ダーク・ファンタジー小説
- Re: 錆びた刃と赤い蜘蛛【参照100thanks!!】 ( No.25 )
- 日時: 2016/01/24 13:13
- 名前: 吉田 網張(RINBYO) (ID: jV4BqHMK)
昼休みも終わりそうなころ、次に体育のあるクラスが玄関から出ているのに紛れて、2人は堂々と、1人は見つかりはしないかとおどおどしながら、学校を抜け出した。
「俺、何しとんのやろ……」
「何ぶつぶついうとるん、とう……東道。はよいくで」
「北町、いい加減おもろないわ、それ……」
車の前までかけてくると、7人乗りの大きな車の中には、運転席に乗っている男1人のみが居た。
「はい、遅れてすんまへん」
「久しぶりです、酒浸[サカヅキ]はん」
「ええって、ええ。気にせんといて坊っちゃん。はい久しぶり、北町くん。それに……」
車に乗り込む2人に次々と挨拶を交わす、がたいの良いその男の言葉が止まった。どうしたら良いかわからずにたちすくむ東道と目をあわせると、首をかしげた。

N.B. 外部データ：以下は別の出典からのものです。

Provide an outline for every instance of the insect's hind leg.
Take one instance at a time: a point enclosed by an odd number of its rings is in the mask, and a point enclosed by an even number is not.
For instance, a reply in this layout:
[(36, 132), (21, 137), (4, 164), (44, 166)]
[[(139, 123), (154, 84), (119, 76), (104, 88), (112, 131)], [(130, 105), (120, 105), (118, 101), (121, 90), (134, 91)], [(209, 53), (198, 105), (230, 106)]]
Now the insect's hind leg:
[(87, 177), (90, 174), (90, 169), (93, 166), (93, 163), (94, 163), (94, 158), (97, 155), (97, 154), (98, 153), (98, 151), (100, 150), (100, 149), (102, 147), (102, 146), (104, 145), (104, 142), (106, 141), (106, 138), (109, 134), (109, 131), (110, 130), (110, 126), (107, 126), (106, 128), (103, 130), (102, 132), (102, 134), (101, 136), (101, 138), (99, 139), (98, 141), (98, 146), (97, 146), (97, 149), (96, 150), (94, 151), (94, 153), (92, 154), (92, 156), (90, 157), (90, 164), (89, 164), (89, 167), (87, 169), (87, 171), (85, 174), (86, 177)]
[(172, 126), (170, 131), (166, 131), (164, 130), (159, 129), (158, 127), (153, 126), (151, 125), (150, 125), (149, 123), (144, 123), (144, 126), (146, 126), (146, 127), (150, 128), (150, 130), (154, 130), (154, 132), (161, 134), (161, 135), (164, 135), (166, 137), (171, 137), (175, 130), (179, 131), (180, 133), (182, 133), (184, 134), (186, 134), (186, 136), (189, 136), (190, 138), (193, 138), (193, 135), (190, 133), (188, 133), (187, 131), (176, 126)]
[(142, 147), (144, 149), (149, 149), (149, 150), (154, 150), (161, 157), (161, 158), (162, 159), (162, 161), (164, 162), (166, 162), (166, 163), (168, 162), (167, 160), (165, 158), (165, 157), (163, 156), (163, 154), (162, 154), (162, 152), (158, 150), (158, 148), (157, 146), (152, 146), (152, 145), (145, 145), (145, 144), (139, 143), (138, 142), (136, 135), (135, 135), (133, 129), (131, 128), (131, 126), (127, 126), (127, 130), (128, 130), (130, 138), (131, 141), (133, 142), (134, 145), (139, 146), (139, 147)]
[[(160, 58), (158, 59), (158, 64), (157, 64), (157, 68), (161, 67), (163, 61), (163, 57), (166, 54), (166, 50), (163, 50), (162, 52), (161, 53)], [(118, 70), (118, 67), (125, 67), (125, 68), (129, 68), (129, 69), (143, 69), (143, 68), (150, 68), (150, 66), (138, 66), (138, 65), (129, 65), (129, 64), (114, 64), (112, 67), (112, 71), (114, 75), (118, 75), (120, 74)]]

「えぇと……君は誰やったかいな? 最近物忘れが酷うてたまらんわ。僕ももう年やさかい、堪忍ねぇ」
「酒浸はん、こいつ、はじめましてやで。俺の友達なんですわ、東道。とうどう言うと怒ります」
南舘の紹介に、あわてて東道は頭を下げた。
「あ、おっ、俺、東道 幸言いますっ」
「はは、そんな気張らんでええよ。これからも坊っちゃんをよろしゅう頼んますわ。ほら、乗りぃ」
「はい……!」
ここにきて東道は、やっと常識人に会えた……!と、少し安堵した。極道の人間が常識人だと思うとは、東道自身もどこか頭のネジが外れかけているかもしれないと思ったが、恐怖しかないこの南舘家お宅訪問で、まともに会話ができる人に会えて、東道は心底安心したのだ。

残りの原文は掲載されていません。